I just finished two days of 10 braces of National Shoot to Retrieve Field Trial Association runs. I'm worn out and about $600 lighter in the wallet. I did have a good time and my two Brittanys, Cap and Ruby, did very well, although not well enough to place. I'm pleased with both of them, and I don't see any flaws that can't be fixed with some patient reminding in the training field at home. Here's the rub. I'm constantly reminded, and I've been doing this over 20 years, the transition from the field to NSTRA is not instantaneous. In fact, some dogs cannot make that transition. I can spot that problem early on and not expect that particular dog to perform at that level, but, by and large, I expect all my dogs to gain their championship in NSTRA. The dog shown below, Bo, had no problem at all and was great at both.

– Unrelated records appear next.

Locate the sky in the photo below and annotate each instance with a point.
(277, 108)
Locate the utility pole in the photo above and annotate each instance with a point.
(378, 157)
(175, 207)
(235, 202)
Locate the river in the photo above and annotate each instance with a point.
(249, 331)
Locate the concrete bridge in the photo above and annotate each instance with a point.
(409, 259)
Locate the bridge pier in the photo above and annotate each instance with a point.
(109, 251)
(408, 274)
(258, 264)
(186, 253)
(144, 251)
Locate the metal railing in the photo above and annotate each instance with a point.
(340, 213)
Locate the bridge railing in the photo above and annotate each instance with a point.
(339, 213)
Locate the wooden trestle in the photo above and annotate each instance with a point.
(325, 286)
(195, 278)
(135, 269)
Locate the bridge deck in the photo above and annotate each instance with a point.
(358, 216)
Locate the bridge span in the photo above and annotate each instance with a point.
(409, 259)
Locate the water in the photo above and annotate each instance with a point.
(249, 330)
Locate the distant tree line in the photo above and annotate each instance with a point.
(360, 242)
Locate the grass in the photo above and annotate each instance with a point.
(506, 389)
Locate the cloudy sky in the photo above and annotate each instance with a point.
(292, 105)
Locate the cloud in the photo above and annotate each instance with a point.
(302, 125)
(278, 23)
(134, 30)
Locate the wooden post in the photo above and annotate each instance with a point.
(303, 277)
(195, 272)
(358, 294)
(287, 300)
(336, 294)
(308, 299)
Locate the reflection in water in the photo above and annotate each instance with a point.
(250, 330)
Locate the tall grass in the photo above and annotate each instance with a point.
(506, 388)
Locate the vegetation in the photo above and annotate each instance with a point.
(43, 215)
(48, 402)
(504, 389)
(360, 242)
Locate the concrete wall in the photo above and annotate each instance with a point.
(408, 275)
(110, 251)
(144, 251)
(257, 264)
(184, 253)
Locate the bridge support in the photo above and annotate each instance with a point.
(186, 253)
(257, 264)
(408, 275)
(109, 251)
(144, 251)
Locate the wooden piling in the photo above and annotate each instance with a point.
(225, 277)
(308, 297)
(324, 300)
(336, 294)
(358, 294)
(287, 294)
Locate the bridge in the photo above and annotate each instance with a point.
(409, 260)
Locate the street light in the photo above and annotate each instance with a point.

|Bo and Me Winning the 2001 Quail Unlimited National Championships- last bird, last brace, last day.|
I find myself asking, "Why am I here, waiting to run a 30 minute brace, when I could be in Idaho, or Montana, or North Dakota?" Then, I ask myself, "Why are any of these trialers here?" Obviously, the vast majority of them have jobs during the week that pay the bills, put kids through school and food on the table. I'm sure their spousal unit is much appreciative when payday rolls around and my brace-mate has managed to get to work on time throughout the week and not drive off in to the sunset in search of South Dakota pheasant or New Mexico Scaled Quail! So field trialing, AKC or NSTRA or UFTA or whatever, is a great way to play with your dog and still keep a foot in the modern world.
|Bo and Me sitting next to Coon Creek in AZ|
My wife made the comment to me the other day, "You are so happy in the pictures I see of you taken when you are hunting!". I never thought of it. I guess I am. How could one NOT be happy when the big decision of the day is where to open the dog box and which dog starts the day. The number two big decision is, Where do we eat lunch?